Banks in the European Union may have to raise 29 billion euros ($42 billion) following this year’s stress tests, according to a survey by Goldman Sachs Group Inc.
Nine of the 91 lenders examined may fail, London-based analysts Jernej Omahen, Peter Oppenheimer, Christian Mueller- Glissmann and Peter Skoog wrote in a report today, citing the average response in a survey of 113 participants from the financial industry. Spanish, German and Greek banks would need to raise the most new capital, according to the poll. The share of participants saying they expect results of the stress test to be “credible” was smaller than last year.
The European Banking Authority has said banks have to maintain a core Tier 1 capital ratio of at least 5 percent under this year’s scenarios. The exams include a review of how lenders would handle a 0.5 percent economic contraction in the euro area in 2011 as well as a 15 percent drop in European equity markets. The publication of the results may be delayed until July, an EBA official said last week.
“A month ahead of the results release, there appears to be little consensus about how much might have to be raised and what the impact will be,” the Goldman Sachs analysts said.
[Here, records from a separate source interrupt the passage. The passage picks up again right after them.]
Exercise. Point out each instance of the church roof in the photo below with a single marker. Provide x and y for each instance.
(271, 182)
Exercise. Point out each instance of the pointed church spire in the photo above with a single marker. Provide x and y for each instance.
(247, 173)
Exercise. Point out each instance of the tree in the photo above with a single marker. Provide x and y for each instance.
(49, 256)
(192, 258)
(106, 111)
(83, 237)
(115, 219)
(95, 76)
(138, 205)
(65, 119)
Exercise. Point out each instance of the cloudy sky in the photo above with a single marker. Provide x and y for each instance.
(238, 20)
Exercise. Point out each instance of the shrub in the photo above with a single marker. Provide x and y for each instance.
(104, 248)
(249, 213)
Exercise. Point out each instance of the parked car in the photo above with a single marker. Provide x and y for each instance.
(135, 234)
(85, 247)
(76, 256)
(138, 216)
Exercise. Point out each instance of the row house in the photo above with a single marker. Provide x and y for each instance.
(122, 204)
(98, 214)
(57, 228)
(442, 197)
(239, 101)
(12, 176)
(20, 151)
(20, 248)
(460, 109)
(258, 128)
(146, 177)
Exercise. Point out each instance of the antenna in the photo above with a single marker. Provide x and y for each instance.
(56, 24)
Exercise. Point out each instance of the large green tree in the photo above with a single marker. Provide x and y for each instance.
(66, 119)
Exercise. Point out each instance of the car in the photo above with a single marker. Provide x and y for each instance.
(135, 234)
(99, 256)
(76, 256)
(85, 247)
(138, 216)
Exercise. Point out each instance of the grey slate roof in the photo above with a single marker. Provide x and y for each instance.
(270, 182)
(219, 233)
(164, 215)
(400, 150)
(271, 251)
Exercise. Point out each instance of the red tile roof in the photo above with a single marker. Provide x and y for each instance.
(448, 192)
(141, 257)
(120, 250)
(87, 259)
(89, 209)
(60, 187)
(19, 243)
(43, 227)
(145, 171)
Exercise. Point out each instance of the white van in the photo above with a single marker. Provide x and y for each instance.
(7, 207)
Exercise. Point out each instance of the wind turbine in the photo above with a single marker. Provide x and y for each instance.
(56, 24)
Only 22 percent of respondents signaled they were confident in the test’s outcome, compared with 35 percent a year ago who said the results would be a “credible reflection” of resilience in an economic slowdown, according to the analysts.
About 67 percent of survey participants came from Europe, 27 percent from the U.S., 2 percent from Asia and 4 percent from elsewhere, Goldman Sachs said. Of those surveyed, 57 percent said a sovereign-debt restructuring for Greece was “almost certain,” compared with 16 percent for Ireland and 13 percent for Portugal.